3.4. Prognostic Model Using Prior Nephrectomy and ALC (ALNx Model)
Based on the results of multivariate analyses for PFS, a prognostic model, called the ALNx model, was developed to predict the effect of NIVO + IPI by defining prior nephrectomy and pretreatment ALC as risk factors. In this model, patients were stratified into two groups according to the presence or absence of the aforementioned independent risk factors: the favorable-risk group (patients with 0 or 1 risk factor) and the poor-risk group (those with 2 risk factors) (Figure 3). The poor-risk group was a predictor of significantly worse PFS (p < 0.0001) and OS (p = 0.0016) compared with the favorable-risk group. No difference was observed in PFS and OS between patients with 0 and 1 risk factors (Supplementary Materials Figure S1).
4. Discussion
The combination of NIVO + IPI provides a favorable treatment response and prolongs survival. However, the biomarker for predicting treatment response remains unclear. In an exploratory analysis of the CheckMate 214 trial, Motzer et al. reported the importance of the inflammatory status of the tumor microenvironment in identifying predictive biomarkers of response and survival with NIVO + IPI combination therapy in RCC patients [13]. Systemic inflammatory factors, including NLR, platelet-to-lymphocyte ratio (PLR), CRP level, and systemic immune inflammation (SII), have the potential to predict survival outcomes in patients receiving NIVO + IPI for metastatic RCC [14,15]. Hematological parameters, such as NLR, PLR, and SII, reflect the balance between the inflammation and immune response. Iinuma et al. reported that pretreatment NLR was a prognostic factor for survival in RCC patients treated with NIVO +IPI [15]. In contrast, pretreatment NLR is not a significant predictor of response to NIVO + IPI therapy [16,17]. In our study, pretreatment NLR was not significantly associated with either PFS or OS; therefore, the utility of NLR in NIVO + IPI therapy remains controversial and must be further elucidated.

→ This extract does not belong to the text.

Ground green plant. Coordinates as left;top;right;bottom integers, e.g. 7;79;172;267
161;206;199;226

Serum CRP is a known biomarker of systemic inflammatory reactions. Systemic inflammation measured by CRP plays a crucial role in the prognosis of metastatic RCC treated with molecular-targeted therapies [18,19,20]. Ishihara et al. demonstrated that pretreatment CRP level was a predictive factor for OS but not for PFS in patients treated with nivolumab therapy for metastatic RCC [21]. With NIVO + IPI as the primary treatment regimen, Yano et al. reported that the OS for patients with high CRP levels was significantly shorter than for those with low CRP levels [14]. However, no significant correlation was observed between CRP level and PFS for NIVO + IPI in their study. These results suggest that pretreatment CRP levels reflect the prognosis of RCC in patients treated with antitumor drugs but may not reflect the effectiveness of ICIs.
Lymphocytes are the most critical actors in the adaptive immune system during the anticancer immune response. Furthermore, ALC represents the state of immune function in the patient, and lymphopenia may be associated with a poor prognosis in patients receiving ICIs. Low ALC before ICI initiation is a predictor of poor response in many cancers, including lung cancer, esophageal cancer, head and neck cancer, and melanoma [11,12,22,23,24]. We previously reported that ALC was an independent biomarker of therapeutic response in patients with metastatic RCC treated with nivolumab monotherapy [10].
Currently, the IMDC risk classification is widely used to categorize risk in metastatic RCC [25]. However, this risk classification reflects the prognosis in the molecular targeted therapy era, and there is controversy as to whether the outcomes can be used as predictors of the efficacy of ICIs, especially NIVO + IPI. Escudier et al. showed that the objective response rate does not differ significantly by the number of IMDC risk factors in patients with advanced RCC treated with NIVO + IPI [26]. We analyzed the prognosis of patients treated with NIVO + IPI as first-line therapy using the factors listed as IMDC risk factors in order to develop a new risk model. In this retrospective study, low ALC correlated with a worse response to NIVO + IPI. Moreover, we observed that pretreatment ALC and prior nephrectomy were independent prognostic factors for PFS.
Cytoreductive nephrectomy (CN) is not recommended for patients with poor prognostic features based on several retrospective studies as well as the results of the CARMENA and SURTIME trials [27,28]. However, these studies validated the efficacy of CN in the era of molecular targeted therapy. Tanaka et al. demonstrated that response to NIVO + IPI therapy was not affected by prior nephrectomy [29]. Contrarily, Kato et al. reported that NIVO + IPI was associated with a better outcome in patients who had undergone prior nephrectomy for synchronous metastatic RCC [30]. Albiges et al. reported that in the CheckMate 214 trial, 35% of patients treated with NIVO + IPI who had not undergone nephrectomy achieved a 30% or more reduction in target kidney lesions [31]. As there is no definite evidence regarding the efficacy of NIVO + IPI in patients who have not undergone nephrectomy, further studies are needed to validate the importance of nephrectomy prior to NIVO + IPI therapy.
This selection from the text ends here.